This is in reference to https://github.com/kubernetes/kubernetes/issues/102464 - where a WebSocket Watch of Service resources simply stops receiving events, but is not closed. Since the WebSocket remains open and responsive to ping/pong after the timeout, the client cannot reliably detect that things are in a bad state. See the upstream issue for a reproducer.
This needs a 1.21.x rebase (fix landed 5 days ago in upstream).
I'm waiting for 1.21.2 and will update it as soon as it's out.

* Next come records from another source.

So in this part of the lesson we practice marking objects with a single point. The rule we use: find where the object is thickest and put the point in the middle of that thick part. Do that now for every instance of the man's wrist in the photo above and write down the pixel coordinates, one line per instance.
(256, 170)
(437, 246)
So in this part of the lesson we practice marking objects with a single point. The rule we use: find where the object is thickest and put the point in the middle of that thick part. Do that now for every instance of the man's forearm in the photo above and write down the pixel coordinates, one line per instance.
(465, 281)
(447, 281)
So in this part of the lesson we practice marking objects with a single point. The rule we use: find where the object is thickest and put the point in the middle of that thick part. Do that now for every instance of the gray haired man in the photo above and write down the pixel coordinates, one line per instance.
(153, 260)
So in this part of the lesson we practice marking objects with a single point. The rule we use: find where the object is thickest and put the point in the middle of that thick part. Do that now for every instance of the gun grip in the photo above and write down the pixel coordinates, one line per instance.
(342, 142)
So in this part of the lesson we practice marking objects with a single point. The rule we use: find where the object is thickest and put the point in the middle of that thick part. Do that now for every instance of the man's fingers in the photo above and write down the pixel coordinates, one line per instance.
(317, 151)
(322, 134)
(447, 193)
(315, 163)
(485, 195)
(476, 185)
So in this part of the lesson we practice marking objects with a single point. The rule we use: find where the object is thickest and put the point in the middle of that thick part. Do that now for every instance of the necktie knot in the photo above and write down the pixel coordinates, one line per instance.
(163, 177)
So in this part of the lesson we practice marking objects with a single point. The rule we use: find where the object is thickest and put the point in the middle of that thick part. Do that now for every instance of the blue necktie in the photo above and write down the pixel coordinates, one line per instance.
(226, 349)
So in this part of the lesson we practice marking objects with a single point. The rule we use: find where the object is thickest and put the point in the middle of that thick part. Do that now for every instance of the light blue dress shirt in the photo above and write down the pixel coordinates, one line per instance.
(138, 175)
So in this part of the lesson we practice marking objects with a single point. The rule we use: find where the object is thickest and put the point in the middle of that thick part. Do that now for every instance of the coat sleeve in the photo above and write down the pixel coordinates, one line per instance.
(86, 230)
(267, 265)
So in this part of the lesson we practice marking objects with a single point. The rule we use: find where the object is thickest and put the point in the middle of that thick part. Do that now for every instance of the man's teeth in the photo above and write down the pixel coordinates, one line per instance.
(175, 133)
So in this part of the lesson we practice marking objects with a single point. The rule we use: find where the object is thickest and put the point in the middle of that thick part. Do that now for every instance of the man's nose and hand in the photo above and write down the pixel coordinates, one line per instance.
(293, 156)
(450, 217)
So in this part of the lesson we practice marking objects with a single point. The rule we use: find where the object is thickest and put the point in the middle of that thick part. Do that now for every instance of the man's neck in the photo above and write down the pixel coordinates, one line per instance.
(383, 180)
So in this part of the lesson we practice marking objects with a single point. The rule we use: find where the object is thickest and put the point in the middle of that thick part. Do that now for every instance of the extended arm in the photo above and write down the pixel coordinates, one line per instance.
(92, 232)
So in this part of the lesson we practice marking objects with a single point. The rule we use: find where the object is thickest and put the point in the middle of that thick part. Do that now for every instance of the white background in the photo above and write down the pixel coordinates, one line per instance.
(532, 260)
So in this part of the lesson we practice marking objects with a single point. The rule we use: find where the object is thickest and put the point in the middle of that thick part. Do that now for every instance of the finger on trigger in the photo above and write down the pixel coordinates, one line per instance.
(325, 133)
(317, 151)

https://github.com/kubernetes/kubernetes/pull/102541 hasn't merged as of yet, we'll probably get that in 1.21.3
This bug hasn't had any activity in the last 30 days. Maybe the problem got resolved, was a duplicate of something else, or became less pressing for some reason - or maybe it's still relevant but just hasn't been looked at yet. As such, we're marking this bug as "LifecycleStale" and decreasing the severity/priority. If you have further information on the current state of the bug, please update it, otherwise this bug can be closed in about 7 days. The information can be, for example, that the problem still occurs, that you still want the feature, that more information is needed, or that the bug is (for whatever reason) no longer relevant. Additionally, you can add LifecycleFrozen into Keywords if you think this bug should never be marked as stale. Please consult with bug assignee before you do that.
This will be fixed in https://github.com/openshift/kubernetes/pull/888
The previous PR landed, moving to modified.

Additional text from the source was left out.